Tuesday, March 18, 2008

Trivia - Mallards

"... the por (sic) female was being harassed by several drakes!" Mary Osborn/

I've often heard non-birders and beginning birders who see a pair of mallards comment that the two ducks are a "couple". The truth is that in the autumn a male mallard duck (drake) often will start accompanying a female mallard (hen) as a protector, not as a potential mate. The following spring at mating time, he will attempt to fend off the amorous attentions of other male ducks who try to mate with the female - all at the same time. This is a particularly harrowing, exhausting and even dangerous time for the female ducks. The drakes will pursue a hen to the point that she may literally drop from exhaustion. Her protector will try to harass and chase off as many of the contingent of males as possible. In the photo above, the drake in the forefront is probably the hen's protector which may be why he is not attempting to mate. Evidently, he also has decided that protecting her at this point is a lost cause. Imagine if the hen was in the water while the above activity was taking place. She could easily drown! After mating season, the female is on her own, along with her hatchlings, until the cycle begins again at the end of the summer. Notice that the drake standing in the forefront has a lot of white plumage with very little rust colored feathers on his breast. Is this a hybrid perhaps between a mallard and a domestic peking duck?
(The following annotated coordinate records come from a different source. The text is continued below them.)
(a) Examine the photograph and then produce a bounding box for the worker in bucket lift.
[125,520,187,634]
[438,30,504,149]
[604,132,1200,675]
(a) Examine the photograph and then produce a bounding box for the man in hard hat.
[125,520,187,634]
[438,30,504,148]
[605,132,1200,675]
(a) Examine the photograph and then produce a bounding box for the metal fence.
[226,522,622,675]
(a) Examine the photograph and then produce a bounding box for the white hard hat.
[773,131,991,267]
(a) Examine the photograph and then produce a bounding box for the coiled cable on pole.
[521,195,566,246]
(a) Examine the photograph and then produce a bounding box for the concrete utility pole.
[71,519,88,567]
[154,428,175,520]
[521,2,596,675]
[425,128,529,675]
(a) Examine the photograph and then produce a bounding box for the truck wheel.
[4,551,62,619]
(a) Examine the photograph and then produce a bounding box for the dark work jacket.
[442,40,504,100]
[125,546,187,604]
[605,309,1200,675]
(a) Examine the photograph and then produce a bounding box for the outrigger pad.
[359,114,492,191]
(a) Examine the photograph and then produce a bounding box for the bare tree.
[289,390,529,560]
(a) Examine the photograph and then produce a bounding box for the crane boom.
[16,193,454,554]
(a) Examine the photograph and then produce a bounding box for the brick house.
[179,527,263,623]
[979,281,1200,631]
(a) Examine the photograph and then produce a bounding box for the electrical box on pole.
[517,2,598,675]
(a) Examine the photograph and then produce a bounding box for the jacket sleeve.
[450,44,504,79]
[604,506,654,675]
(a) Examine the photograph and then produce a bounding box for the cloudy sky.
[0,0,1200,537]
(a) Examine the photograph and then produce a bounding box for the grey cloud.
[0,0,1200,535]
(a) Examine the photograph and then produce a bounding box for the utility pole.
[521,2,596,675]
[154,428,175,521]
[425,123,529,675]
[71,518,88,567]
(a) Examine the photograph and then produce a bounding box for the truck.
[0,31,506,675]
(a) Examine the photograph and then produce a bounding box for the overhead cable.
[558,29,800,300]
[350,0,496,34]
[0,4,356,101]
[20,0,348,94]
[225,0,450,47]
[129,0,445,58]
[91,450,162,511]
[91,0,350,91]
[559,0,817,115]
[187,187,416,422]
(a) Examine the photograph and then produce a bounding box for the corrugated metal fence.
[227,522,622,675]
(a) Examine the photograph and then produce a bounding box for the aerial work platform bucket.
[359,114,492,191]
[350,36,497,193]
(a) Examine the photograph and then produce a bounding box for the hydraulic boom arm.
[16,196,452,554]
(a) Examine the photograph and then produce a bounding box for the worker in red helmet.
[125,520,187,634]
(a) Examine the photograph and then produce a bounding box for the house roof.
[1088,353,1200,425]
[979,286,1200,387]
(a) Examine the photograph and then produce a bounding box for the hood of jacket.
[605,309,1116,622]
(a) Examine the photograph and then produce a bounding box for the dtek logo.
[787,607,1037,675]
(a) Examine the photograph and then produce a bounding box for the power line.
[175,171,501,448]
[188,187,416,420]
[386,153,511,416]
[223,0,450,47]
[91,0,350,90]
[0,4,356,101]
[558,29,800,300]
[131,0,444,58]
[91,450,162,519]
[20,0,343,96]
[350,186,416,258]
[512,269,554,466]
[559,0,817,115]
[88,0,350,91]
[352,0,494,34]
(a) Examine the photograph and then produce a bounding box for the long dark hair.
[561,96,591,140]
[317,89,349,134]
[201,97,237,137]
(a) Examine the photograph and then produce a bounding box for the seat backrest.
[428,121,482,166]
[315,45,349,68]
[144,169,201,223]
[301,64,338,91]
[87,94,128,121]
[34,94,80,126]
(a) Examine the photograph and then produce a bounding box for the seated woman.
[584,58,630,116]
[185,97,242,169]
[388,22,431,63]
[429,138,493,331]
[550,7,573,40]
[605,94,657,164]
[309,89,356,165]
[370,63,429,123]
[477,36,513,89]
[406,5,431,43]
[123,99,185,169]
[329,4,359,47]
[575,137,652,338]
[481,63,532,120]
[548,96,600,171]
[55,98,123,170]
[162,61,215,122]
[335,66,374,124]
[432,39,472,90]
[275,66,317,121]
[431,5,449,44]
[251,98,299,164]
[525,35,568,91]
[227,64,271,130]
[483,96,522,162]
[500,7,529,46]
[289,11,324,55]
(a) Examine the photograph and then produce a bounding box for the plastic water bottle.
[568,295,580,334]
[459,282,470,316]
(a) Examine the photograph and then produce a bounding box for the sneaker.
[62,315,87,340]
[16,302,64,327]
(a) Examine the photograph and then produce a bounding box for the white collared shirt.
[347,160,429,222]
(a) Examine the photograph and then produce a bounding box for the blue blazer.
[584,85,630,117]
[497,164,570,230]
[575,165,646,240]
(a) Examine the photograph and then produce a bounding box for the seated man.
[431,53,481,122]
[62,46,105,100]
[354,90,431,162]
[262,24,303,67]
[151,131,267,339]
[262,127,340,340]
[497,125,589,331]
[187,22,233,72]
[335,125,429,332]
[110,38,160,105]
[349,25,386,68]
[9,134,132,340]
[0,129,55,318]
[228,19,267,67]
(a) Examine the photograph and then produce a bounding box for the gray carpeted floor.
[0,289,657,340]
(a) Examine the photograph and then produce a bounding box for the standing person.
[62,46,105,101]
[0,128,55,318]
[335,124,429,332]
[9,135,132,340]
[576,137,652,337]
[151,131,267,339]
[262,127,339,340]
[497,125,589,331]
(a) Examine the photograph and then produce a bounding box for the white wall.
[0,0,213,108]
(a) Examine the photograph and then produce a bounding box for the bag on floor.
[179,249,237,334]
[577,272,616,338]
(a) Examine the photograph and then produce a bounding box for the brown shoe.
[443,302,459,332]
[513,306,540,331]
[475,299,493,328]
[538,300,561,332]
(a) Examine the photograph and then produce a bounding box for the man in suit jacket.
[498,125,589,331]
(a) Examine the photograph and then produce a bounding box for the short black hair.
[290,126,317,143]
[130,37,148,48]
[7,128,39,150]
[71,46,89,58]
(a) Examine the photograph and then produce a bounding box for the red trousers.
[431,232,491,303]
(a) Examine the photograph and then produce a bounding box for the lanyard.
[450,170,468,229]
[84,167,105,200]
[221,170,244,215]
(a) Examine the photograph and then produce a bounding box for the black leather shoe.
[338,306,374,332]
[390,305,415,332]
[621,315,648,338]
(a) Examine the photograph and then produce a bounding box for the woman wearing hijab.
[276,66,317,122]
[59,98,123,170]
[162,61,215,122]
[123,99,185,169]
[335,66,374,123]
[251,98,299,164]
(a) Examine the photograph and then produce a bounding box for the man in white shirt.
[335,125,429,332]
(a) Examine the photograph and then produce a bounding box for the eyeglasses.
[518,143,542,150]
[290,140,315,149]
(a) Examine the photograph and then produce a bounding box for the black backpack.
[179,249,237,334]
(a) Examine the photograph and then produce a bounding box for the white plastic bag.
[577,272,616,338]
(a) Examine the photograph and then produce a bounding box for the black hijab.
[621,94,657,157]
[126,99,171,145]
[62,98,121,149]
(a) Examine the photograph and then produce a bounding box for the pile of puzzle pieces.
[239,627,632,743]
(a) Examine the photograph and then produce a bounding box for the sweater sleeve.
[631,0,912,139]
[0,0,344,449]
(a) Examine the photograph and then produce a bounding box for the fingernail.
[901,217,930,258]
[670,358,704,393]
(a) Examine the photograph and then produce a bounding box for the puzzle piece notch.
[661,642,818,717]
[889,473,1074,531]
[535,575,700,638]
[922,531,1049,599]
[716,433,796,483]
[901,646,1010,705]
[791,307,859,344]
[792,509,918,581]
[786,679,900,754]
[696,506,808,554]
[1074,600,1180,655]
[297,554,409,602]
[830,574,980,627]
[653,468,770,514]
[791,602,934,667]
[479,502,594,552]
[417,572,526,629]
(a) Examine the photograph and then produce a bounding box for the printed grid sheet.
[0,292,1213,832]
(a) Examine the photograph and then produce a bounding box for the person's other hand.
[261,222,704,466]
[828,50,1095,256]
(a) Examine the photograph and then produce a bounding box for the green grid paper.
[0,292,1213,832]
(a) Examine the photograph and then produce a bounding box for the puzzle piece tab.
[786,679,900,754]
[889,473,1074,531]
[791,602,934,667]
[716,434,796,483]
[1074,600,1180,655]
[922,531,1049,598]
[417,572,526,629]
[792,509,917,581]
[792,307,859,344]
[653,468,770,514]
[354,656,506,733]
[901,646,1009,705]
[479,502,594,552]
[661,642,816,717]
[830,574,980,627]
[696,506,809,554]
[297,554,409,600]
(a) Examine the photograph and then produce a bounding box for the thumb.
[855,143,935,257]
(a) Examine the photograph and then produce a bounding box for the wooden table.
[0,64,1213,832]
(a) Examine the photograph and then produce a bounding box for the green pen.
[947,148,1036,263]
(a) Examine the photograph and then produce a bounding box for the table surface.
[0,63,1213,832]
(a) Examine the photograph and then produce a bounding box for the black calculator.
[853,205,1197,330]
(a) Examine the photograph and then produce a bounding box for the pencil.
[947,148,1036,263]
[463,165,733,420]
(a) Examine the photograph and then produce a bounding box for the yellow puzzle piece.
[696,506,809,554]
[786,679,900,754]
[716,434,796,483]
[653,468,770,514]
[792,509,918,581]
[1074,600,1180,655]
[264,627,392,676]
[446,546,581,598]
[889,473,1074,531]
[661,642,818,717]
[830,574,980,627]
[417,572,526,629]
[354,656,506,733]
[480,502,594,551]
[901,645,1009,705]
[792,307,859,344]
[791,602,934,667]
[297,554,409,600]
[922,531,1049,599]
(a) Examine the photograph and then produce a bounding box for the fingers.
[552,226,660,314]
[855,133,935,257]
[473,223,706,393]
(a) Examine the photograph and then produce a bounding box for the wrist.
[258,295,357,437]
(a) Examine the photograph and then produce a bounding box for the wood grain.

Picture source - http://www.charliesbirdblog.com/

After breeding, the mallard drakes molt into their non-breeding plumage - called the eclipse plumage - which is similar to the hen's brown feathers. At this time, there are two simple ways that one can distinguish a male from a female mallard. The hen has an orange bill with dark splotches. The drake's bill is a yellow-green. Also, the drake has black tail feathers that curl up in an obvious curlique, while the female's tail feathers do not. During the molting into the eclipse plumage, the ducks cannot fly and are more vulnerable to predation. So, the brown plumage on the drakes affords them better camoflage in the reeds and grasses of the marshes while they wait until they are once more fully feathered and able to fly again. At the end of the summer, the drakes molt back into their familiar breeding plumage of gray, white, rust, and green feathers. This molt is not as extensive as the eclipse molt that occurs in the spring, and the ducks are able to fly during this second molt.